- Leandro Herrero - https://leandroherrero.com -

For every problem, the Victorians had a building

A few years ago, the BBC broadcast a series called ‘How we built Britain’, presented by the veteran David Dimbleby. In the episode dedicated to the Victorians, he said something, almost in passing, which has stuck in my mind since: ‘For every problem, the Victorians had a building’. Growing local government? OK, here we are, big City Halls (Manchester, Leeds… ) Actually, Manchester thought of itself as the new Florence. Mental illness? Sure, the big asylums are built in the form of ‘mini-towns’ (all services included) which the great Canadian sociologist, Erving Goffman (1922-1982), would call ‘Total Institutions’. Mass transportation? No problem, railways and their cathedral-like train stations appear. Add also big churches, big shopping malls (probably not called this) and big leisure centres. ‘The building’ was the answer. And the bigger, the better.

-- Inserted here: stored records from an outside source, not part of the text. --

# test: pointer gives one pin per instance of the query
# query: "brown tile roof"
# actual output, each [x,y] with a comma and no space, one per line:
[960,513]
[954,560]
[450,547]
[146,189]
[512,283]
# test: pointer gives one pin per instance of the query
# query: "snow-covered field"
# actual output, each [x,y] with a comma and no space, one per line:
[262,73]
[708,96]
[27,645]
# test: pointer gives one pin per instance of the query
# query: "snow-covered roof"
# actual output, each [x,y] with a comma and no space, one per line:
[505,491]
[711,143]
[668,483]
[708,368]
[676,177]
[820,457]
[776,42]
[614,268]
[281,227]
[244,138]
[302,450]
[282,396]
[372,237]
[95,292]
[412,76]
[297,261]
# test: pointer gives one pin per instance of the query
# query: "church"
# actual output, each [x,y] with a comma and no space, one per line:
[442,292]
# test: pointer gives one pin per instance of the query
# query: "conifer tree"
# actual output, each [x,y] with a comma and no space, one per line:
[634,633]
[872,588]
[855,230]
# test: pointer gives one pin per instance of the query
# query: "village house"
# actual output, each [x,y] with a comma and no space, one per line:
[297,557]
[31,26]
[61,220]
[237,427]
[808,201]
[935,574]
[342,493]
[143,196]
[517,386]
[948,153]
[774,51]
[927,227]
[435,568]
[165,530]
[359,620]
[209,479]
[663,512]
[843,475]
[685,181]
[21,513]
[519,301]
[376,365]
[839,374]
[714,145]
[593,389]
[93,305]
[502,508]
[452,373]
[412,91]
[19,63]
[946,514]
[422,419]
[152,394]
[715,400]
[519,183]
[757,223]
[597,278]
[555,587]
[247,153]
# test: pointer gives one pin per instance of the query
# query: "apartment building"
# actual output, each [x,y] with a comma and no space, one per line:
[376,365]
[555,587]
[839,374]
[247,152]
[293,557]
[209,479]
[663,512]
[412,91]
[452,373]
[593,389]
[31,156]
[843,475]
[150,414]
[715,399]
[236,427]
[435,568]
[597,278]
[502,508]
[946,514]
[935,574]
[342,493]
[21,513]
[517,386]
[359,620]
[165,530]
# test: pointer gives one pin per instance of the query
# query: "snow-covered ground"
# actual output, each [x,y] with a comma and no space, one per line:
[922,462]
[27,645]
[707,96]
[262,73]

‘Management’ is the ‘Victorian Architecture’ of the modern organization. For every problem we create a structure: a new business unit, a new franchise, a new committee, a new task force, a new merger of A and B, a new management team, a restructuring, a new structural or functional conceptual building as ‘the answer’. We have become very good at providing structural solutions to problems that may, for example, require behavioural rather than structural answers. A typical scenario is amalgamating A and B into C because A and B do not talk to each other. We create a new building C, but people still are not talking to each other. (Mind you, we have saved a Sr VP salary).

The Big Ones of the consulting industry have sold us ‘(re)structure’ as the answer to everything. In part because Organization Chart Permutations are an easy thing to do.  If you want to be seen doing something, change the structure. Small detail, ‘the building‘ may not be the answer. In fact, ‘the new building’ may be a big distraction and create an illusion of ‘problem solved’ and control.

I am bound to say this because of my background and my own work, but, for every managerial problem, we should look first for a behavioural answer. It’s a good bet.